Influence of higher rain intensities on phosphorus movements in the upper half meter of macroporous clay soil

In climate change scenarios, the frequency of high-intensity rain events in Sweden is assumed to increase. In a plot experiment at Ultuna, Uppsala, the influence of rain intensities on phosphorus (P) transport in the uppermost 0.5 m of a clay soil was studied at 16 locations. A rain simulator, 0.5 × 0.5 m and mounted 1 m above the soil surface, was used to simulate 85–500 min rain sequences causing small (4–9 mm h⁻¹) and large (22–28 mm h⁻¹ and one extreme at 37 mm h⁻¹) steady water fluxes (intensity) in the underlying soil profile. Water percolated to a zero-tension collector tray at 0.5 m depth where drain water and its sediment load was sampled at discrete time intervals. The total P (TP) mass flux ranged, at low intensity, between 12–92 μg m⁻² min⁻¹ (average 28.1 μg m⁻² min⁻¹) and, at high intensity, between 83–375 μg m⁻² min⁻¹ (average 168.5 μg m⁻² min⁻¹) and 648 μg m⁻² min⁻¹ at the extreme intensity.

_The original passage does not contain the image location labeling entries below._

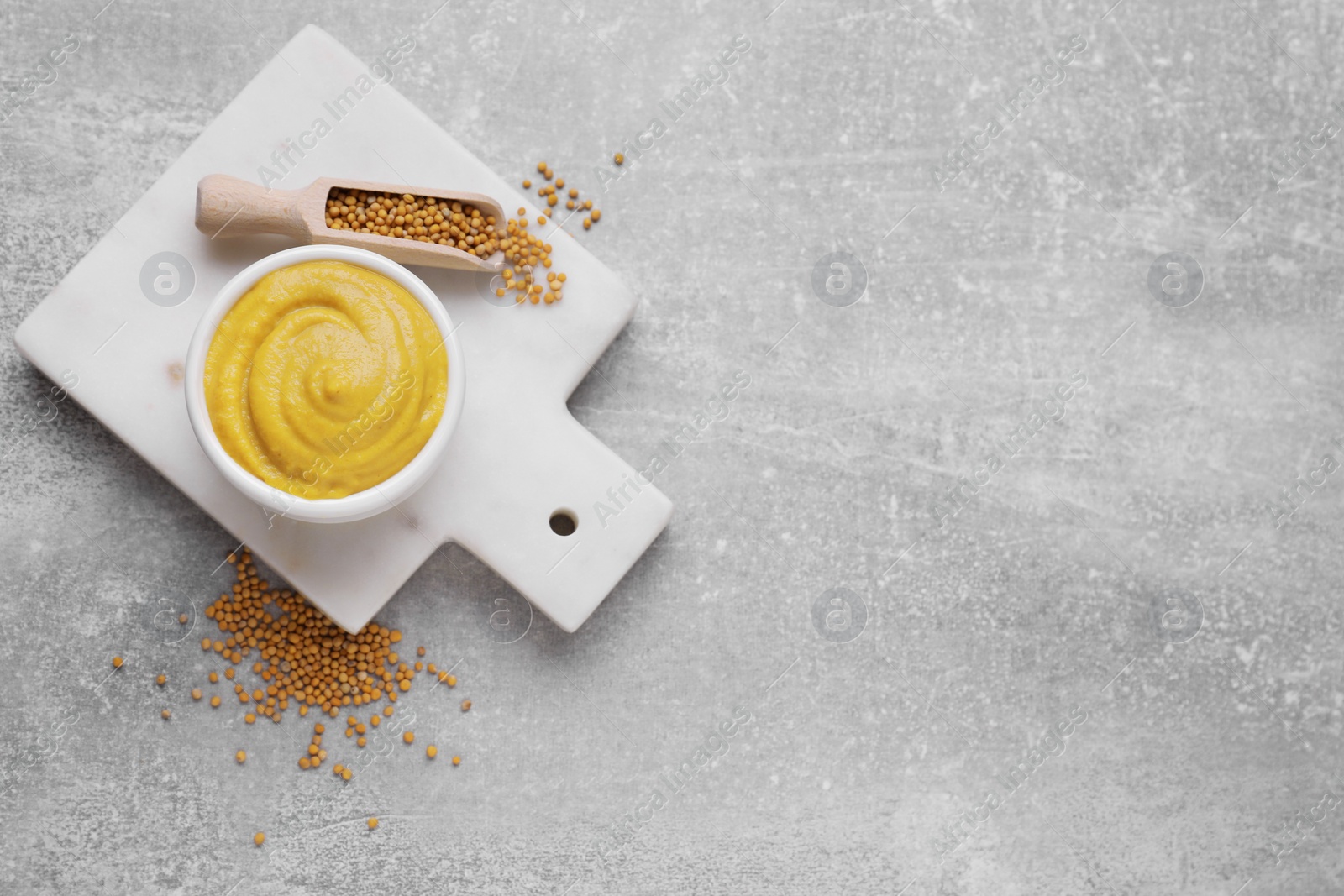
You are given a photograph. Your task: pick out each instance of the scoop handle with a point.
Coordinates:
(233, 207)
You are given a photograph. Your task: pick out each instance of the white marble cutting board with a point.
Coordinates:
(517, 454)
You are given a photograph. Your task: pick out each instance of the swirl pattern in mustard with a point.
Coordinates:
(326, 379)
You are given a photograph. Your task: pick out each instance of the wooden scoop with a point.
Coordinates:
(232, 207)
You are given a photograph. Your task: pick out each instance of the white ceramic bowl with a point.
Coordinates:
(360, 504)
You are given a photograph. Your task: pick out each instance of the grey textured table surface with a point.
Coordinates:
(1133, 566)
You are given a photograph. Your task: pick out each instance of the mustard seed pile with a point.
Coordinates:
(459, 224)
(407, 217)
(302, 660)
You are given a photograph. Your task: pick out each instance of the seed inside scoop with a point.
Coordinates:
(460, 224)
(420, 217)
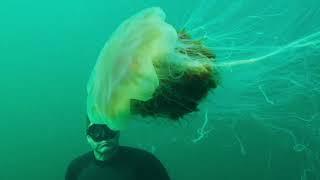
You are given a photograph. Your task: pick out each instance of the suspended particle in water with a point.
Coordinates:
(299, 147)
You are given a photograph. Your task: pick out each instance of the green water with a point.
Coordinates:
(264, 119)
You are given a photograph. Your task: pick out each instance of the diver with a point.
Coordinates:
(110, 161)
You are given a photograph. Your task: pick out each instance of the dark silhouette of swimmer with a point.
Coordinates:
(110, 161)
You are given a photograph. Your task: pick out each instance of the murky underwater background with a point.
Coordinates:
(263, 122)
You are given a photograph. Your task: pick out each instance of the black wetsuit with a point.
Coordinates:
(127, 164)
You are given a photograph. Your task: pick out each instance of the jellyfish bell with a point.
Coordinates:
(148, 68)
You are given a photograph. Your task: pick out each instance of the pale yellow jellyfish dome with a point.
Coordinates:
(125, 70)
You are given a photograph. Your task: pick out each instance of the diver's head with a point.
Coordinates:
(102, 139)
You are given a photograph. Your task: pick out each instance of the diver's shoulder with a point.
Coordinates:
(136, 152)
(82, 159)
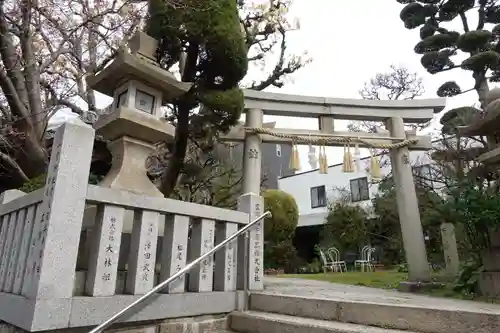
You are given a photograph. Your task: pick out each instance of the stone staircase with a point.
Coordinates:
(273, 313)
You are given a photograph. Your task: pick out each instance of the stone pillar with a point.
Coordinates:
(409, 215)
(450, 249)
(52, 258)
(252, 203)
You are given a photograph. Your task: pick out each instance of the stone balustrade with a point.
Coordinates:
(73, 254)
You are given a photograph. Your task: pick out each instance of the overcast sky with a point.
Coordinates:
(349, 42)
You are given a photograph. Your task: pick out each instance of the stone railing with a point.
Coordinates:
(73, 254)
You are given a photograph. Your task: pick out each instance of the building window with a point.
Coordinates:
(359, 189)
(318, 196)
(144, 101)
(278, 150)
(423, 175)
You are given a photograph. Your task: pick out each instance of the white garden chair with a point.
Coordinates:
(327, 263)
(338, 264)
(365, 263)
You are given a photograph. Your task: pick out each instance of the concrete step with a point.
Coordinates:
(428, 315)
(261, 322)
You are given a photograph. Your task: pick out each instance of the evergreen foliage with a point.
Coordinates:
(474, 49)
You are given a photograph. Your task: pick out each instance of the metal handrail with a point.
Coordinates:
(179, 274)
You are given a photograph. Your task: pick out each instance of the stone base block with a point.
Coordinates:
(415, 287)
(201, 324)
(489, 284)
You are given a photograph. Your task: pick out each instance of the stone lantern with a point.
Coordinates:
(139, 88)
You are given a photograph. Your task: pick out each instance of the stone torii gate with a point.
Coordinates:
(393, 113)
(138, 72)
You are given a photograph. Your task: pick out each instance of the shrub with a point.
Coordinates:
(279, 252)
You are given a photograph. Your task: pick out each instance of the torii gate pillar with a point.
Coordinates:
(407, 203)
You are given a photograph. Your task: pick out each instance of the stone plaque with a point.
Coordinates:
(142, 259)
(14, 252)
(202, 240)
(104, 251)
(174, 254)
(226, 259)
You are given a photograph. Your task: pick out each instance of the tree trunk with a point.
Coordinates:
(176, 162)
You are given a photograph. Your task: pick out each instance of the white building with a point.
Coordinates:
(313, 190)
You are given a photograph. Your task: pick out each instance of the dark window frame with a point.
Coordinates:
(318, 196)
(361, 190)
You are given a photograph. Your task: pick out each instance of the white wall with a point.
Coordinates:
(300, 184)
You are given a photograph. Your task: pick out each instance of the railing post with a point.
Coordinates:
(7, 229)
(51, 265)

The soluble reactive (inorganic) P (SRP) mass flux ranged, at low intensity, between 1–65 μg m⁻² min⁻¹ (average 10.0 μg m⁻² min⁻¹) and, at high intensity, between 6–205 μg m⁻² min⁻¹ (average 47.9 μg m⁻² min⁻¹) and 495 μg m⁻² min⁻¹ at the extreme intensity. Thus, in the intensity range 4–28 mm h⁻¹, TP and SRP increased, on average, by approximately 12% (μg m⁻² min⁻¹) per unit increase in intensity (mm h⁻¹). The results of this study demonstrate increased sediment and P loss/mobility for clay soil under increased precipitation intensity predicted under climate change.